The Organising Committee for the London 2012 Olympic Games has denied there is any rift with its commercial partners. A planned meeting between London 2012 sponsors and Prime Minister Gordon Brown has led to speculation that sponsors are disenchanted.
Experts close to London 2012 say that the Chairman’s Club, a collective term for the chairmen and chief executives of London 2012’s domestic partners and the International Olympic Committee’s global partners, is not a new arrangement and is a “networking group” that has been in existence for at least six months.
The group is to meet with Gordon Brown at what is described as a “networking event” in December. Leaders from Locog’s partners Adidas, EDF Energy, BT, BA, BP and Lloyds TSB, as well as IOC partners Coca-Cola, Visa, General Electric, McDonald’s and Samsung are believed to be involved.
It has been suggested that the group was formed because London 2012’s partners are unhappy with Locog. But others say the group exists simply to allow partners to work together to get a better return on their investment.
One source says: “Some of London 2012’s partners may be unhappy but that is more to do with them having made massive investments that they now have to recoup in a down-market, as opposed to the up-market there was at the time of investment. It is true, though, that Locog is not always involved in their meetings. The meeting with Gordon Brown is just one way of helping to ensure everyone is onside.”

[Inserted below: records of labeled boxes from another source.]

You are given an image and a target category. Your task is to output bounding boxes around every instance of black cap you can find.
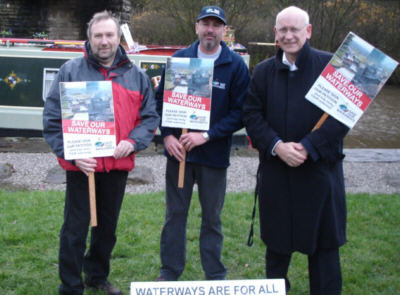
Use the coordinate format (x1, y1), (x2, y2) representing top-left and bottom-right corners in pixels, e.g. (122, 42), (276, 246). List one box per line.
(197, 6), (226, 25)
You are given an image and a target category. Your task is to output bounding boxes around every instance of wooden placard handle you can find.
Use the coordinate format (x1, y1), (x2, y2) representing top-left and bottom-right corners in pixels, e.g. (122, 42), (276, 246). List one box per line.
(178, 128), (187, 188)
(311, 113), (329, 131)
(89, 172), (97, 227)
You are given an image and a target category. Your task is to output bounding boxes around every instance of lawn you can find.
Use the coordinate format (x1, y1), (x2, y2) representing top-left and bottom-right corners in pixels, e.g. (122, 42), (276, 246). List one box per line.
(0, 190), (400, 295)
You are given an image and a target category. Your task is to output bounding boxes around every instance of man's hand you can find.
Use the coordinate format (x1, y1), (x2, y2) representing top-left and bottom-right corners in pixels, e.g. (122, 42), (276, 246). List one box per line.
(75, 158), (97, 176)
(164, 135), (184, 162)
(179, 132), (206, 152)
(275, 141), (308, 167)
(113, 140), (135, 159)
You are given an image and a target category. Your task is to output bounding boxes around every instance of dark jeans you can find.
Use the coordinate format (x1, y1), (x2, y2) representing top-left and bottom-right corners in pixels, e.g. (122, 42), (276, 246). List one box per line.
(160, 160), (226, 280)
(59, 171), (128, 294)
(266, 248), (342, 295)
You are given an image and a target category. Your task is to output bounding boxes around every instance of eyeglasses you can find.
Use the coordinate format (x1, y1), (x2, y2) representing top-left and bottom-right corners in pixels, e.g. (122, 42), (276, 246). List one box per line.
(277, 24), (307, 35)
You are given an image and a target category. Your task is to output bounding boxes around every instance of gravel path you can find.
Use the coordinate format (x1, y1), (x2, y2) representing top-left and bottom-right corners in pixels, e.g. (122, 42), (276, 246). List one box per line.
(0, 150), (400, 194)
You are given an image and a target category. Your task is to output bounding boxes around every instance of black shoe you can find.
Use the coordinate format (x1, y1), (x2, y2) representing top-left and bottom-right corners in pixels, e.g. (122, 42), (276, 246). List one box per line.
(154, 275), (168, 282)
(86, 281), (122, 295)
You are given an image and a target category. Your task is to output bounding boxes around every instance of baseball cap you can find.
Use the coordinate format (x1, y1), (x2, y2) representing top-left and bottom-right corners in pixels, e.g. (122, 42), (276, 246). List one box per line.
(197, 6), (226, 25)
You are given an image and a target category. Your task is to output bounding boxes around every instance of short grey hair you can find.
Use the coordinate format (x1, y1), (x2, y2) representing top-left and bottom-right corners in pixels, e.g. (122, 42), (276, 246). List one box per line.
(275, 6), (310, 26)
(86, 10), (122, 39)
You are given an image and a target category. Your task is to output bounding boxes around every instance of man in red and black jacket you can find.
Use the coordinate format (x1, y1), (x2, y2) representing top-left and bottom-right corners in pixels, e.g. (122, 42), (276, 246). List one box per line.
(43, 11), (159, 294)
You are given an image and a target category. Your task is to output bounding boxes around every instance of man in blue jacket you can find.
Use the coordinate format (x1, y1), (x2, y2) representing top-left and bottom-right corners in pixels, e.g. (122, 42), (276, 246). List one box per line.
(156, 6), (250, 281)
(243, 6), (348, 295)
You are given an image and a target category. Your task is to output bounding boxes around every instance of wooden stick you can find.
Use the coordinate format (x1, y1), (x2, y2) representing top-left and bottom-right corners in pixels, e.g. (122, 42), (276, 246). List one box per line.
(311, 113), (329, 132)
(89, 172), (97, 227)
(178, 128), (187, 188)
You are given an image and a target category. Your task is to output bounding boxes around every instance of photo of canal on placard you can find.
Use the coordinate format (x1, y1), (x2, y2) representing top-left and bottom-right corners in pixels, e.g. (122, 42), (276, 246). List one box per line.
(344, 85), (400, 149)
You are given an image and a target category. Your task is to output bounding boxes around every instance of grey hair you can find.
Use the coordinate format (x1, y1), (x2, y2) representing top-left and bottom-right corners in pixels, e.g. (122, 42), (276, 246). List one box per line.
(275, 6), (310, 26)
(86, 10), (122, 39)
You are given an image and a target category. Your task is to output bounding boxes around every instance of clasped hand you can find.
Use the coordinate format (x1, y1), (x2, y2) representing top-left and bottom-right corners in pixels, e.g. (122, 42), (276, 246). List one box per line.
(164, 132), (206, 162)
(75, 140), (134, 175)
(275, 141), (308, 167)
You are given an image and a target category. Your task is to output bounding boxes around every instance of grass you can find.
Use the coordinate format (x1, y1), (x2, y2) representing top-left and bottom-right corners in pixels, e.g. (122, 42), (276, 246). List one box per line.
(0, 190), (400, 295)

EDF Energy says: “Partners meet regularly both formally and informally with each other and with Locog to discuss opportunities which will be of benefit to the partnership and to the Games. EDF enjoys a very good relationship with Locog and the other partners.”
Locog says the existence of the Chairman’s Club is not an indication its sponsors are unhappy. “We have a strong relationship with all our partners and are as committed to maximising the value of their partnerships as they are.”